4. Application event record

When the application event recording system is activated, and a Poplar application encounters certain types of events that affect or prevent correct operation, it will store an entry into the “application event record”. These events can be retrieved through the gcipuinfo API.

By polling Poplar servers for any event record entries, a monitoring system could detect when applications have stopped running correctly — either due to a hardware/configuration problem or an issue in the application itself.

4.1. Event record storage

Event records are written to the Poplar server filesystem as a JSON file. The storage location of that file (a directory) is specified by the value of the IPU_APP_EVENT_RECORD_PATH environment variable. To enable the event recording system, you must set this variable to a path that is accessible to the Poplar application. Event recording is disabled if IPU_APP_EVENT_RECORD_PATH is not set.

You can set this on a per-application, per-user or per-container basis. Note that if multiple applications are running on the same Poplar server with the environment variable set to same value, they can potentially overwrite each other’s event records.

Events have a severity level. If there is already an entry in the event record an application will only be allowed to write a new entry if it is of an equal or higher severity to the existing one.

4.2. Accessing event records

gcipuinfo provides the gcipuinfo::getLastAppEventRecord() and gcipuinfo::getLastAppEventRecordAsJSON() functions to retrieve the last recorded event record entry. These functions take an eventRecordPath parameter to specify the location of the event record.

You must provide the program that uses gcipuinfo with the locations of the event records that it will monitor. If the program is monitoring multiple event records then it will need to check each one individually.

Note

For backwards compatibility with previous versions of the library, eventRecordPath is actually an optional parameter in C++ and Python. If it is not specified, the library will attempt to use the value in IPU_APP_EVENT_RECORD_PATH. This usage is deprecated - eventRecordPath should always be specified.

gcipuinfo can return an event record either as a JSON-formatted string or as a string-keyed dictionary/map.

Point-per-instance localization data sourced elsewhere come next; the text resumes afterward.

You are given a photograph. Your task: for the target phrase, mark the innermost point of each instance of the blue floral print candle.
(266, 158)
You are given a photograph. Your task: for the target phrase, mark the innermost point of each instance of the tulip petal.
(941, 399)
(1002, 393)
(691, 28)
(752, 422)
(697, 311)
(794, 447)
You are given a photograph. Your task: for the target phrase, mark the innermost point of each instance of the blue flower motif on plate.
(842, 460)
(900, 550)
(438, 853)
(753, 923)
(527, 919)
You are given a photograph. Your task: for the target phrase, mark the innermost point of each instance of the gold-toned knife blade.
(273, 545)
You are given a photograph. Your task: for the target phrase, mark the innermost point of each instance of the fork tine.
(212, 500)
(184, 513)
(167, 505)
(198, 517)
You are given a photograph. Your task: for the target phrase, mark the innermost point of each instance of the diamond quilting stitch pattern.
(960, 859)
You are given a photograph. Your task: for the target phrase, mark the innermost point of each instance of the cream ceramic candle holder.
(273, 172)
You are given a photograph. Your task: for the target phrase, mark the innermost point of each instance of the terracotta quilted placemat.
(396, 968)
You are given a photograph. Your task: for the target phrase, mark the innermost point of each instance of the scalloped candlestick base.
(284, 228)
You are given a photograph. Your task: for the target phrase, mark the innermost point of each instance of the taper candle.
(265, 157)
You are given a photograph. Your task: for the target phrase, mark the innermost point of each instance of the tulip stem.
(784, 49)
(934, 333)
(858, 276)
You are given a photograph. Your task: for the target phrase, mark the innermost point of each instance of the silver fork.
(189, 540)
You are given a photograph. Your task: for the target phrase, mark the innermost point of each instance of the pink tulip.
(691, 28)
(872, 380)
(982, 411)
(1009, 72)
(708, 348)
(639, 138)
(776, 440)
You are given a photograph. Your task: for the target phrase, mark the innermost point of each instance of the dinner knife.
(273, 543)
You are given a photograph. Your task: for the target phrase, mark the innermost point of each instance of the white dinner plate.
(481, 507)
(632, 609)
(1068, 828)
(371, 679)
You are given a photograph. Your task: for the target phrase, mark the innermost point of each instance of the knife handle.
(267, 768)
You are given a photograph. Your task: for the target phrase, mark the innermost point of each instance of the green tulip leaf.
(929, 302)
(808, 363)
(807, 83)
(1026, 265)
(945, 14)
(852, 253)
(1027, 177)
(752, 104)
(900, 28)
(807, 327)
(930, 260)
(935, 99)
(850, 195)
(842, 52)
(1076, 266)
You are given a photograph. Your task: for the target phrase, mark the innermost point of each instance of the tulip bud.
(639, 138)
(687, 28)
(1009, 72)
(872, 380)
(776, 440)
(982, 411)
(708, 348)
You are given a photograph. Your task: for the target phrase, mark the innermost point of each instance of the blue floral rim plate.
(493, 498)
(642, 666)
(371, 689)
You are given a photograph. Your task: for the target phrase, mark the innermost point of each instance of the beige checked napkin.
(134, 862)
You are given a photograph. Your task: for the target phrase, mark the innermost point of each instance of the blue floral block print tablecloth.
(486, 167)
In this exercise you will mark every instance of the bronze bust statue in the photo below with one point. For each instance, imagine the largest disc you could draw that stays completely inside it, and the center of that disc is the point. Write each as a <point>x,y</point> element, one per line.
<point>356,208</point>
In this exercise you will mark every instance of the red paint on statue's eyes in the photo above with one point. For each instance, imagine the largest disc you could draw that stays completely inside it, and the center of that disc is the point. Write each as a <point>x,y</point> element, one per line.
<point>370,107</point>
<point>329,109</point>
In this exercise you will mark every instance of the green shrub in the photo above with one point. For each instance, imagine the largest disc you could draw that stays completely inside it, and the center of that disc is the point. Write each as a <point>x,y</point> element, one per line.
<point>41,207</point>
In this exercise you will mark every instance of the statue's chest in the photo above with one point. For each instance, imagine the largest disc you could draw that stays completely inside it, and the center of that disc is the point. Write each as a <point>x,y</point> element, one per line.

If there is no event record set, gcipuinfo::getLastAppEventRecordAsJSON() will return "{}" and gcipuinfo::getLastAppEventRecord() will return an empty dictionary.

Note that the event record paths must be accessible to both the Poplar application and the program using gcipuinfo to read the event record. This may require some special system configuration if, for example, they are running from different containers.

4.3. Error record contents

Example JSON error record:

{
  "event record path": "/tmp/ipu/ipu_app_event_record",
  "pid": "74647",
  "command line": "/home/justina/gbnwp-pipudc019/poplar/Build/build/poplar/tests/ExecutableTest -- --device-type Hw",
  "timestamp": "2021-09-29T12:14:34.901051Z",
  "severity": "nonrecoverable",
  "partition": "",
  "attached ipus": [
    3,
    2,
    1,
    0
  ],
  "specific ipus": [],
  "attached ipu hosts": [
    "10.1.5.10"
  ],
  "specific ipu hosts": [],
  "description": "Link training failed - At least one link failed to train at 2021-09-29T12:14:34.900795Z"
}

The contents of an event record entry are described in the table below.

Table 4.1 Event record attributes

C/Python key symbol

Key string

Description

keyRecordPath

“event record path”

The path the record was stored at

keyTimestamp

“timestamp”

When the event was recorded. Uses extended ISO8601 format.

keySeverity

“severity”

Severity of the event.

keyCommandLine

“command line”

Command line of the process that recorded the event.

keyPid

“pid”

Process ID of the process that recorded the event

keyAttachedIPUs

“attached ipus”

List of all attached IPUs (device IDs).

keyAttachedIPUHosts

“attached ipu hosts”

List of the IPU-Machine hosts that contain the devices listed in “attached ipus”. Not used on PCIe-based systems.

keySpecificIPUs

“specific ipus”

List of specific IPUs named in this event (device IDs). Only used by some events.

keySpecificIPUHosts

“specific ipu hosts”

List of the IPU-Machine hosts that contain the devices in “specific ipus”. Not used on PCIe-based systems.

keyPartition

“partition”

The partition in use by the application, if applicable.

keyDescription

“description”

A description of the event.

4.4. Event severity

Event severity levels are described in gcipuinfo::EventSeverity.

An event with a higher severity than EventSevWarning means that the application encountered a fatal error.